The muffled reverberation of a bass voice, and the stony echo of a brief laugh, sounded from beyond the chamber door. Appalled, Thur hastily pulled the plank cover back over Uri's crate, banging his thumb painfully between box and lid to quiet the clatter. Too late to escape? He turned around, eyes raking the chamber for cover.

The candles blew themselves out all at once, without a puff of breeze, plunging the room into darkness scarcely relieved by the night glimmer of starlight reflected up from the lake through the deep barred window embrasure. A hand that Thur did not think he could have seen even in daylight grasped his shoulder. "Down, boy!" a whisper that moved on no breath tingled in his ear.

Too frightened to argue, he crouched and shuffled under the table. The door clicked closed and the lock snicked shut. Thur shrank back against the wall, and a piece of cloth poked into his hand with the insistence of a dog snuffling up to be petted. It was light and soft, like linen, and he pulled it up over himself.

A real and solid iron key scraped in the lock, and the bolt clacked back again. Thur peeked over his cloth cover at the wavering yellow glow reflecting from a hand-held lantern. The guards, come looking for him?

Two men's footsteps crossed the floor, one's booted, one's slipper-soled. I wish it were the guards, he thought in sudden sick perception.

Messer Vitelli's voice rang hollow in the stonewalled chamber. "Do you smell hot wax, my lord?"

Chapter Eleven

Fiametta rubbed her drooping eyelids and stretched her arms high in an effort to fight off drowsiness. The watered wine and bread she'd had for supper was not so grand a feast as to induce torpor, but she'd slept poorly last night, turning over and over on the crackling straw, worrying about Thur, constantly disturbed by the rustling and coughing and movements of the other women in the overcrowded dormitory. Not to mention the fleas. She scratched a red welt on her elbow.

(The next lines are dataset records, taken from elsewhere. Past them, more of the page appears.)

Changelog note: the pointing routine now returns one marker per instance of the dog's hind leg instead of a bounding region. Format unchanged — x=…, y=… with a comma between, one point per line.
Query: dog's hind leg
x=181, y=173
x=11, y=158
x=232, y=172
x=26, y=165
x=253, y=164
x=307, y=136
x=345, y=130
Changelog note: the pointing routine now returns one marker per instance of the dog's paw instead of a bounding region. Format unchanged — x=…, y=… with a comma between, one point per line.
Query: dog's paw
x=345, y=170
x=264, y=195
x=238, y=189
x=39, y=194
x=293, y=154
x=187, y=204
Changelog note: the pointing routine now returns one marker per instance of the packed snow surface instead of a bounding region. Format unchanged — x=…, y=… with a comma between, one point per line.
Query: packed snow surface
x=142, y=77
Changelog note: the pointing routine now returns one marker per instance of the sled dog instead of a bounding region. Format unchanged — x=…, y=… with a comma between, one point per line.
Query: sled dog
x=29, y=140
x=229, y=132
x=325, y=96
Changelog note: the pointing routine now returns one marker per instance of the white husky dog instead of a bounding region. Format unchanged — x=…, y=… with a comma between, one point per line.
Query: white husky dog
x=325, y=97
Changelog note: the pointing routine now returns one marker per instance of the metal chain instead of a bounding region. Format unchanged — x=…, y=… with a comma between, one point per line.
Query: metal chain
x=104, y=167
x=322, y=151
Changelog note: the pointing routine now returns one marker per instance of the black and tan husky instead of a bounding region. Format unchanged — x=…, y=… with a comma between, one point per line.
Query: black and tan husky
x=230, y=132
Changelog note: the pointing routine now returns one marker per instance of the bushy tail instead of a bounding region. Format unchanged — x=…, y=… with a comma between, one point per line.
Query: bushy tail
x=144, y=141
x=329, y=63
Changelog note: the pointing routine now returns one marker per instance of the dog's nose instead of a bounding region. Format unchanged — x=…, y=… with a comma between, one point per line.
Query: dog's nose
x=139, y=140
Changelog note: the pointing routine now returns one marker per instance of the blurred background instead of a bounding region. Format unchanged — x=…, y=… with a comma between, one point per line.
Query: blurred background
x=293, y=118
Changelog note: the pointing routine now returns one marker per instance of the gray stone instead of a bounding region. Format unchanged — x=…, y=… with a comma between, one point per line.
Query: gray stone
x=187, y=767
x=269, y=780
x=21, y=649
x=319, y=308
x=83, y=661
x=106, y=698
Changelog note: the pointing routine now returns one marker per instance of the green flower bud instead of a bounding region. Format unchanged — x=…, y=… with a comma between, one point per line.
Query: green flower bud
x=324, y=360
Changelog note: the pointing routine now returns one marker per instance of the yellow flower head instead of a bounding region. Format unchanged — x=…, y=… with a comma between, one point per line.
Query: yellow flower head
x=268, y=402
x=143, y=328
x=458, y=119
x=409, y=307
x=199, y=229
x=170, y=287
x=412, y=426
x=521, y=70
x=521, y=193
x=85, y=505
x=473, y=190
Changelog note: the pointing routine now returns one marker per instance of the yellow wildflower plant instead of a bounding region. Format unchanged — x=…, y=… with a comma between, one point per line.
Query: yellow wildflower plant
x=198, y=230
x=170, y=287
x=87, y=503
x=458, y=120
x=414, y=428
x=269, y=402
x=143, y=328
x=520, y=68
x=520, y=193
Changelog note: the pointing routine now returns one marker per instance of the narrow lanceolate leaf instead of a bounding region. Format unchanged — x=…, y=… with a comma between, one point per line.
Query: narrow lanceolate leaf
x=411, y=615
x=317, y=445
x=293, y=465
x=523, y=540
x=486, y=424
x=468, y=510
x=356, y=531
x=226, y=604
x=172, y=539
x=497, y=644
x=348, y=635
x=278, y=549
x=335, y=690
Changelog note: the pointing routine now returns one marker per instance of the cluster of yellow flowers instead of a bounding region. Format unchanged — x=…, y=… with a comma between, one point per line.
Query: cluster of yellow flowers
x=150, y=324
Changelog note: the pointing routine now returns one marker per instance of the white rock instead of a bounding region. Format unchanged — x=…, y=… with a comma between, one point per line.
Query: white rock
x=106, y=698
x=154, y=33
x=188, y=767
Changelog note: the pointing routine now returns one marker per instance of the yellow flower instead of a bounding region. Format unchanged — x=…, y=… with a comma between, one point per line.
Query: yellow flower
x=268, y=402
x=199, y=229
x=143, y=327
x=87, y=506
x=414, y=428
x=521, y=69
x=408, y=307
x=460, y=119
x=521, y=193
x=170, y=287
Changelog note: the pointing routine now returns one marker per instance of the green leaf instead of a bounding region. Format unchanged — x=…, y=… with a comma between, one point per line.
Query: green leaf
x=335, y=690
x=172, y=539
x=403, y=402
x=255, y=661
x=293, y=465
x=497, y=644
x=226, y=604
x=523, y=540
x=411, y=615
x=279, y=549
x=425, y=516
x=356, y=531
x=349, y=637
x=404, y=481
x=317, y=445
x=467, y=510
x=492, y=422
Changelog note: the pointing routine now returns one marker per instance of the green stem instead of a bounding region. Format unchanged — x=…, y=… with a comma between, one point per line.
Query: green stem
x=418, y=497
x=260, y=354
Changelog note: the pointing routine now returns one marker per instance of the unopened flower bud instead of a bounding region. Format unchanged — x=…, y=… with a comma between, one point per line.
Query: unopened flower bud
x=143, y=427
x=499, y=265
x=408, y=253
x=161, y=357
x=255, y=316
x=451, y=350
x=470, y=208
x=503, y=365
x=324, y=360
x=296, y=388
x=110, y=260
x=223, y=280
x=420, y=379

Abbot Monreale's workroom was warm, the plastered walls of the second-floor chamber still retaining the heat of the day, and the light from the single candle beside her was golden and cozy. She wriggled her hips on the hard perch of her barrel-seat, planted her elbows on the table, and let her chin sink back into her hands. On the tray before her the three remaining tambourines, the mouth-twins to the little ears Thur carried, remained stubbornly mute. Were they still working... ? Yes, her day's practice at keeping them enspelled had made it an almost automatic process, like absentminded humming. They conveyed nothing because they had nothing to convey.

In the next room she could hear Abbot Monreale pause to cough, pace, and continue his dictation to Brother Ambrose. A letter to the Bishop of Savoy, describing their desperate situation, calling for help, magical if not military. A futile letter. How did Monreale propose to dispatch it? The day had passed in an ominous, overheated quiet, without even the usual desultory exchanges of curses and crossbow bolts between the besiegers and the defenders on the monastery walls. No new herald or emissary had come to the gates today, no new refugees. No one at all. It was as if Lord Ferrante's grip tightened chokingly around them.